【W杯詳細分析・ブラジル-チリ】日本戦よりも明らかに激しかった南米同士の一戦 PK決着の激闘がエキサイティングでスピーディーだった理由 

 冒頭ではあえて分析の原稿としてはあまり使わない主観的な表現でこのゲームの印象を述べた。この試合に限らずグループリーグを突破したチームの多くはこうした内容のゲームを行っていたはずだ。今回はその激しくエキサイティングでスピーディーな試合の要因について分析してみたい。

 個人の技術は高いが規律や守備の組織面で課題が残るというのがこれまでの南米サッカーに対するイメージだった。
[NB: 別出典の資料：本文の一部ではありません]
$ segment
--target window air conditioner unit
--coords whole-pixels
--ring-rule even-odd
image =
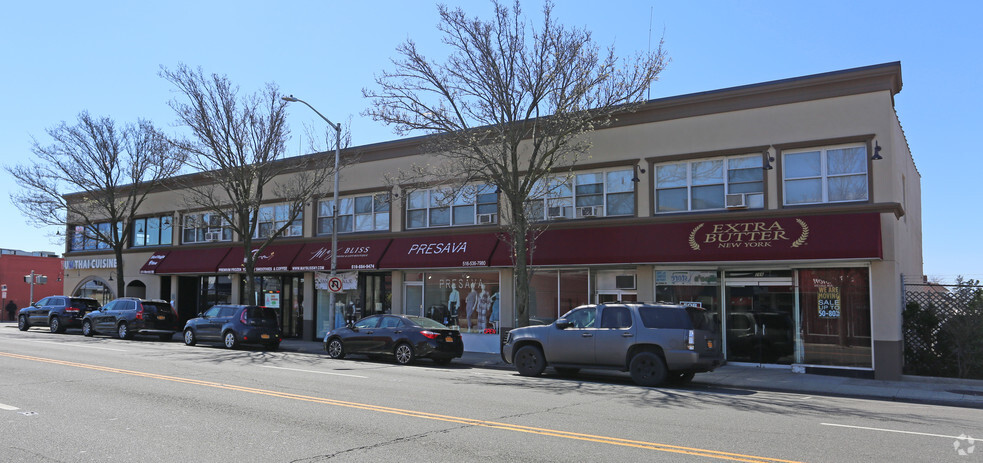
[[[600,217],[604,215],[604,206],[581,206],[577,208],[579,217]]]
[[[564,206],[550,206],[546,208],[546,217],[550,219],[565,219],[566,215],[563,214]]]
[[[614,277],[616,289],[635,289],[635,275],[617,275]]]
[[[727,209],[744,209],[747,207],[747,195],[734,193],[727,195]]]

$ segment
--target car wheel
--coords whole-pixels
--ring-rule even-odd
[[[580,373],[580,368],[553,367],[553,369],[560,376],[577,376],[577,373]]]
[[[191,331],[191,328],[184,330],[184,345],[193,346],[196,342],[198,340],[195,339],[195,332]]]
[[[522,376],[539,376],[546,369],[543,351],[536,346],[523,346],[515,353],[515,368]]]
[[[672,384],[687,384],[693,380],[696,372],[693,371],[671,371],[668,380]]]
[[[119,326],[116,327],[116,335],[119,336],[120,339],[130,339],[133,337],[133,334],[130,333],[130,327],[126,324],[126,322],[120,323]]]
[[[57,315],[51,317],[51,320],[48,321],[48,329],[51,330],[52,333],[65,332],[65,327],[61,326],[61,319],[59,319]]]
[[[345,358],[345,345],[342,344],[341,339],[334,338],[328,341],[328,347],[325,350],[328,351],[328,357],[333,359]]]
[[[236,338],[236,334],[232,331],[226,331],[225,336],[222,336],[222,340],[225,342],[226,349],[239,347],[239,339]]]
[[[409,365],[416,358],[416,354],[413,353],[413,347],[405,342],[399,343],[393,353],[396,354],[396,363],[400,365]]]
[[[641,352],[628,365],[631,379],[639,386],[658,386],[666,380],[666,363],[652,352]]]

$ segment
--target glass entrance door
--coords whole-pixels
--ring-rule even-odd
[[[794,363],[794,286],[728,281],[724,296],[728,361]]]

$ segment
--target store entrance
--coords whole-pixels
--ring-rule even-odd
[[[795,361],[795,286],[791,271],[732,273],[724,294],[727,360],[791,365]]]

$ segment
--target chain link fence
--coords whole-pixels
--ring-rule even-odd
[[[904,283],[904,373],[983,379],[983,286]]]

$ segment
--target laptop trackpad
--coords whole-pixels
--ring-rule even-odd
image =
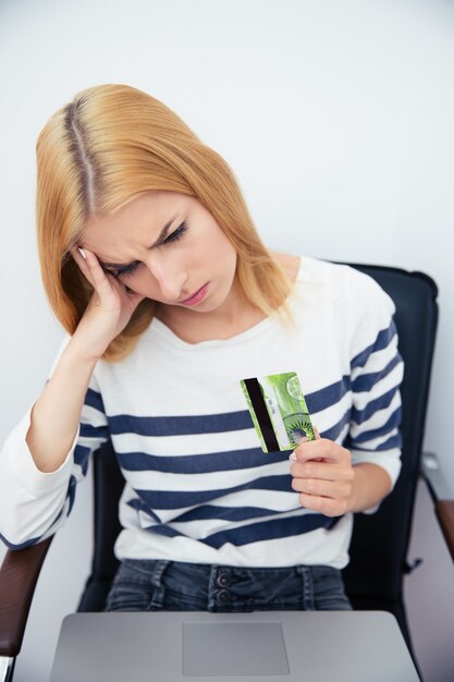
[[[290,674],[281,623],[183,623],[183,674]]]

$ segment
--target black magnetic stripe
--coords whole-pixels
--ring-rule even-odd
[[[260,425],[265,444],[270,452],[275,452],[277,450],[279,450],[279,442],[271,424],[270,415],[268,414],[267,405],[265,404],[260,383],[255,378],[245,379],[244,382],[247,388],[247,392],[249,393],[250,402],[253,403],[253,407],[256,413],[258,423]]]

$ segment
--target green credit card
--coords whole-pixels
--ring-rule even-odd
[[[242,379],[240,385],[263,452],[293,450],[303,438],[316,439],[295,372]]]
また、サッカー王国ブラジルの南米での圧倒的な力に対抗するためにブラジル以外の他の国々はカウンターで対抗することが多かった。

 BRA v CHI@28June2014 (1553) のコピー

 この試合ではそれらの定説はまるでひっくり返されていた。ブラジル対チリの試合のデータを見てみよう。
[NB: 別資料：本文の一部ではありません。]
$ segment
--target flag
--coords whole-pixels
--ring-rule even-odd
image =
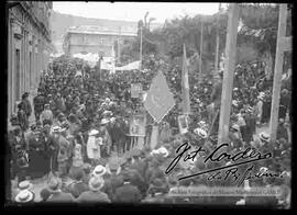
[[[182,93],[183,93],[183,112],[184,114],[189,114],[190,113],[189,80],[188,80],[187,54],[185,44],[184,44],[184,58],[182,70]]]

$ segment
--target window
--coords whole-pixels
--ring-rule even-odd
[[[15,49],[15,91],[14,91],[14,97],[15,100],[20,100],[20,60],[21,60],[21,56],[20,56],[20,49]]]

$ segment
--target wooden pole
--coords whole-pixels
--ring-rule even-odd
[[[228,31],[226,42],[226,65],[223,71],[222,97],[220,109],[219,144],[227,142],[229,134],[230,111],[233,89],[233,76],[235,66],[235,50],[239,25],[239,4],[232,3],[228,19]]]
[[[287,25],[287,4],[280,4],[279,15],[278,15],[278,31],[277,31],[277,44],[276,44],[276,58],[274,67],[274,80],[273,80],[273,100],[272,100],[272,111],[270,121],[270,133],[271,140],[276,139],[276,131],[278,125],[278,110],[279,110],[279,99],[280,99],[280,86],[282,86],[282,73],[283,73],[283,61],[284,61],[284,50],[283,50],[283,37],[286,36],[286,25]]]
[[[219,13],[221,12],[221,3],[219,4]],[[219,19],[219,18],[218,18]],[[217,20],[217,41],[216,41],[216,59],[215,59],[215,71],[216,73],[219,70],[219,48],[220,48],[220,35],[219,35],[219,26]]]
[[[118,63],[121,64],[121,26],[119,27],[119,37],[118,37]]]
[[[158,139],[158,125],[153,125],[152,136],[151,136],[151,149],[154,149],[157,146]]]
[[[199,81],[202,79],[202,50],[204,50],[204,21],[201,20],[201,31],[200,31],[200,64],[199,64]]]
[[[140,42],[140,69],[142,68],[142,25],[141,25],[141,42]]]

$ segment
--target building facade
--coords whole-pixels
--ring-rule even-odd
[[[8,117],[24,92],[36,94],[41,71],[47,68],[51,44],[50,1],[7,4],[8,27]]]
[[[136,36],[135,27],[74,26],[68,29],[64,37],[63,49],[69,56],[91,53],[112,57],[114,44],[122,44],[125,39],[133,39]]]

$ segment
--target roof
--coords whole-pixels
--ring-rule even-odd
[[[121,29],[120,29],[121,27]],[[105,34],[105,35],[119,35],[122,36],[136,36],[138,27],[133,26],[97,26],[97,25],[80,25],[72,26],[67,30],[67,33],[78,33],[78,34]]]

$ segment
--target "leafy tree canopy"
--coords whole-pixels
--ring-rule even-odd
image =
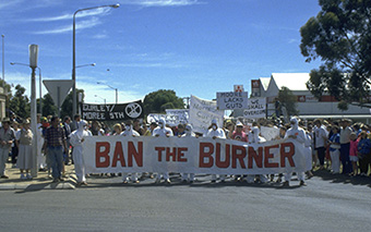
[[[286,108],[288,117],[299,114],[297,110],[297,96],[295,96],[289,88],[283,86],[279,89],[278,100],[282,107]]]
[[[321,59],[308,88],[344,103],[371,107],[371,0],[320,0],[322,10],[300,28],[307,62]]]
[[[147,94],[143,101],[144,114],[165,113],[166,109],[184,109],[183,99],[176,91],[160,89]]]

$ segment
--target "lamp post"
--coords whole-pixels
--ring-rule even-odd
[[[17,62],[10,62],[11,65],[23,65],[23,66],[29,66],[28,64],[25,63],[17,63]],[[41,83],[41,69],[39,66],[36,66],[38,69],[38,85],[39,85],[39,105],[38,105],[38,111],[43,115],[43,94],[41,94],[41,88],[43,88],[43,83]]]
[[[116,91],[116,103],[119,102],[119,94],[118,94],[118,89],[117,88],[113,88],[112,86],[109,86],[109,85],[107,85],[106,83],[103,83],[103,82],[97,82],[97,84],[106,85],[107,87],[109,87],[111,89],[115,89],[115,91]]]
[[[106,106],[106,98],[103,98],[103,97],[100,97],[98,95],[94,95],[94,97],[98,97],[98,98],[103,99],[105,101],[105,106]]]
[[[29,45],[29,68],[32,69],[31,76],[31,127],[34,133],[33,139],[33,168],[31,174],[37,178],[37,120],[36,120],[36,68],[38,57],[38,45]]]
[[[72,28],[72,114],[76,114],[76,14],[82,11],[94,10],[98,8],[119,8],[120,4],[108,4],[93,8],[80,9],[73,13],[73,28]]]

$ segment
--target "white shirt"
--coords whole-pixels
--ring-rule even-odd
[[[166,135],[173,136],[171,129],[164,126],[163,129],[157,126],[153,130],[153,136],[166,137]]]
[[[224,133],[224,131],[222,129],[216,129],[216,130],[208,130],[206,137],[218,137],[218,138],[226,138],[226,134]]]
 ポゼッション率はブラジルの48.4%に対してチリは51.6%、パスの成功率は72.9%:76.2%、シュート数は23本対13本、オープンからのクロス数は25本対9本、Duels(フィフティ・フィフティの状況にあるボールをどちらが奪ったかを示すデータ)はブラジルの99勝87敗(勝率53.2%)だった。

 技術が高ければパスの成功率が高く、ポゼッション率でも相手を上回るはずだが、この試合ではチリの方が上だった。しかし最後のゴールに直結するクロスの数やシュートの数ではブラジルが相手を圧倒した。この試合を表現する興味深いデータをイラストで表したものを見てみよう。

ぶらちりピッチ図

 これは試合中プレーがどのエリアで起きたかを示すデータとポゼッション率だ。それぞれのゴール前で30%近いプレーが行われ、中盤でのプレーは44%だけだ。過去の多くの試合を見てみるとそれぞれのゴール前でのプレーが20%ずつ、中盤でのプレーが60%というのがほぼ平均値だ。つまりそれぞれのゴールに向かう直線的なプレーの数が増え、やや中抜き(中盤で作るという作業を省略するという意味)の傾向が見て取れる。